The waiter was back with the nuts and mints. Miss Santa Claus paid for them, and hurriedly returned to the state-room. She had to search through her things again to find some tissue paper to wrap the salted almonds in. They'd spoil the red satin if put in without covering. While she was doing it the steward came to the door.
"I beg pardon, Miss," he said. "But would you mind showing me the little fellow?
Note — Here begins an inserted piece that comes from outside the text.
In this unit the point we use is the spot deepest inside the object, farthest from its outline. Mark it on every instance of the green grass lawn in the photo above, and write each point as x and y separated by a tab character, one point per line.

If it is the same one, I'd like to leave him a small trick I've got here."
She pointed down the aisle to the seat where Will'm lay sound asleep, one dimpled fist cuddled under his soft chin. After a moment's smiling survey the man came back.
"That's the kid all right," he told her. "And he seemed to be so powerful fond of anything that has to do with a train, I thought it would please him to find this in his stocking."
He handed her a small-sized conductor's punch. "I use it to keep tally on the order cards," he explained, "but I won't need it on the rest of this run."
"How lovely!" exclaimed Miss Santa Claus. "I know he'll be delighted, and I'm much obliged to you myself, for helping me make his stocking fuller and nicer."
She opened the magazine after he had gone, and just to try the punch closed it down on one of the leaves. Clip, it went, and the next instant she uttered a soft little cry of pleasure. The clean-cut hole that the punch had made in the margin was star shaped, and on her lap, where it had fallen from the punch, was a tiny white paper star.
"Oh, it will help him to remember the charm!" she whispered, her eyes shining with the happy thought. "If I only had some kind of a reminder for Libby, too!"
Then, all of a sudden came another message, straight from the Sky Road! She could give Libby the little gold ring which had fallen to her lot the night before in her slice of the birthday cake. There had been a ring, a thimble and a dime in the cake, and she had drawn the ring. It was so small, just a child's size, that she couldn't wear it, but she was taking it home to put in her memory book. It had been such a beautiful evening that she wanted to mark it with that little golden circlet, although of course it wasn't possible for her to forget such a lovely time, even in centuries. And Libby might forget about the star-flowers unless she had a daily reminder.
She held it in her hand a moment, hesitating, till the message came again, "Send it!" Then there was no longer any indecision. When she shut it in its little box, and stuffed the box down past the lantern and the orange and the nuts and the peppermints into the very toe, such a warm, glad Christmasy feeling sent its glow through her, that she knew past all doubting she had interpreted the Sky Road message aright.
Many of the passengers had left the car by this time, and the greater number of those who remained were nodding uncomfortably in their seats. But those who happened to be awake and alert saw a picture they never forgot, when a lovely young girl, her face alight with the joy of Christmas love and giving, stole down the aisle and silently fastened something on the back of the seat above each little sleeper. It was a stocking, red and shining as a cherry, and silver-bordered with glistening fairy fringe.
When they looked again she had disappeared, but the stockings still hung there, tokens which were to prove to those same little sleepers on their awakening that the star-flower charm is true. For love indeed works miracles, and every message from the Sky Road is but an echo of the one the Christmas angels sang when first they came along that shining highway, the heralds of good-will and peace to all the earth.